Roba da matti. Non mi sembrava vero: Silvano, dopo quattro anni o forse tre o cinque, non so -mica ci stavo io con Sara, scopre che Sara non gli piace? Cioè, se voi sapeste di chi sto parlando, capireste. Mi sentivo, non so per quale motivo, investito da non so chi di compiere una missione importantissima: impedire che Silvano lasciasse Sara.
"Siediti. Anzi, prenditi un bicchiere dallo scolapiatti e una birra dal frigo. Poi siediti"
"Sì, mi rendo conto di aver fatto una cazzata, o qualcosa che si avvicina molto ad una cazzata, ma so che se non lo avessi fatto stamattina, non sarei più stato in grado di farlo. Questa mattina, guardando fuori dalla finestra ho visto una coppia. Avranno avuto più o meno sessant'anni ed andavano a braccetto. Avevano un cagnolino al guinzaglio e spingevano un passeggino. Forse il nipotino. Sembravano felici anche se era mattina presto e faceva freddo e lei... zoppicava. Mi sono immedesimato in quei due vecchi e... accanto a me non c'era Sara. Credimi, mi sono commosso. Questo vuol dire che..."

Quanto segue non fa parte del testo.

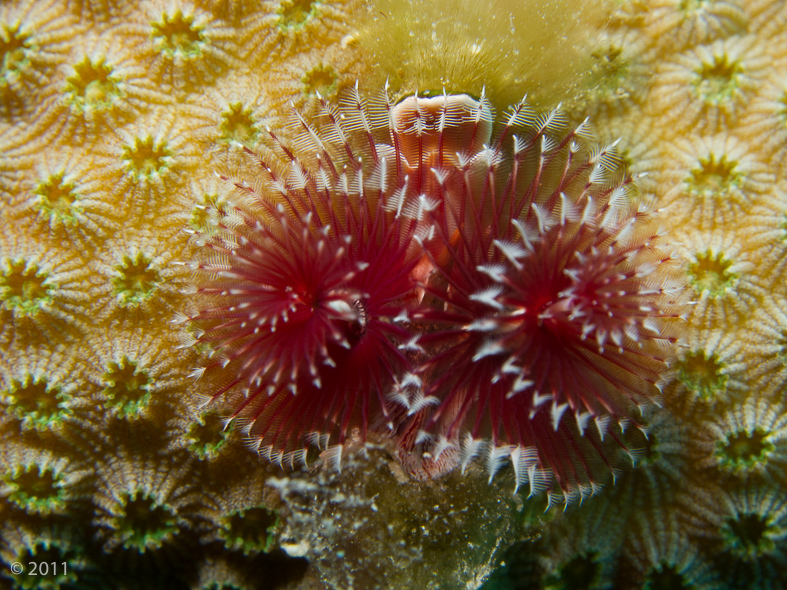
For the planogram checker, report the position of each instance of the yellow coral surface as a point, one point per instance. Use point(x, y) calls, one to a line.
point(114, 117)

"Te lo dico io cosa vuol dire. Vuol dire che sei un coglione. Anzi no, sei un assassino. Hai spezzato il cuore di quella povera ragazza solo perchè sei un cazzone egoista, ecco cosa sei, altro che palle!"

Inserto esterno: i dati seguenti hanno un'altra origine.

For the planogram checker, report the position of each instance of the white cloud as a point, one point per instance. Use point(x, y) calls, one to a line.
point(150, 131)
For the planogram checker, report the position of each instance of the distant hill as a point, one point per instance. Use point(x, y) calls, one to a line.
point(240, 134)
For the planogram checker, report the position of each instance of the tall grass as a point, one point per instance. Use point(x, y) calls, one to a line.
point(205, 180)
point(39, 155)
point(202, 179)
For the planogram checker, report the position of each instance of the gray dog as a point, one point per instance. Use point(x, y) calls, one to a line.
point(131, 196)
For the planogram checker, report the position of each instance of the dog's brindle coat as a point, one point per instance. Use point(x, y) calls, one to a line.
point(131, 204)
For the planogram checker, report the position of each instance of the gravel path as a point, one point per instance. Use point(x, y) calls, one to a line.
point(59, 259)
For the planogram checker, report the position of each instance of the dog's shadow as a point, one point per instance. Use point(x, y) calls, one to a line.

Non mi rendevo conto di quello che stavo dicendo. Ero comandato da qualcun altro. Quando le parole mi uscivano dalla bocca era come se non solo le avesse pensate ma le avesse anche pronunciato un altro. Le ascoltavo per la prima volta. Vi giuro che non le pensavo io quelle stramaledette parole. Dovevo fare qualcosa. Assolutamente, dovevo riuscire a starmene zitto e tornarmene a fare i cazzi miei. A mangiare i miei wurstel ed il mio Puzzone. Pensa te che roba. Io, che non ho una donna da secoli, che sono uno stronzo, anzi, il classico stronzo in quanto a ragazze, che mi mettevo lì a fare il moralista col povero Silvano. Ma che cazzo stava succedendo? Mancava solo che l'acqua cominciasse a scendere negli scarichi in senso antiorario ed era la conferma che il mondo andava alla rovescia. Fatto sta che, l'unica cosa che sono riuscito a fare per tapparmi la bocca è stato riempirmela di birra. Mi sono attaccato al collo di una boccia Hell's Beer da 66cl e me la sono scolata tutta in un solo sorso. Poi, dopo un tanto sonoro quanto catartico rutto me ne sono stato un pò zitto. Anche Silvano se ne stava zitto zitto. E fuori dalla finestra non c'era il sole e nemmeno la luna ma c'era... sì, ne sono certo, un asino volante.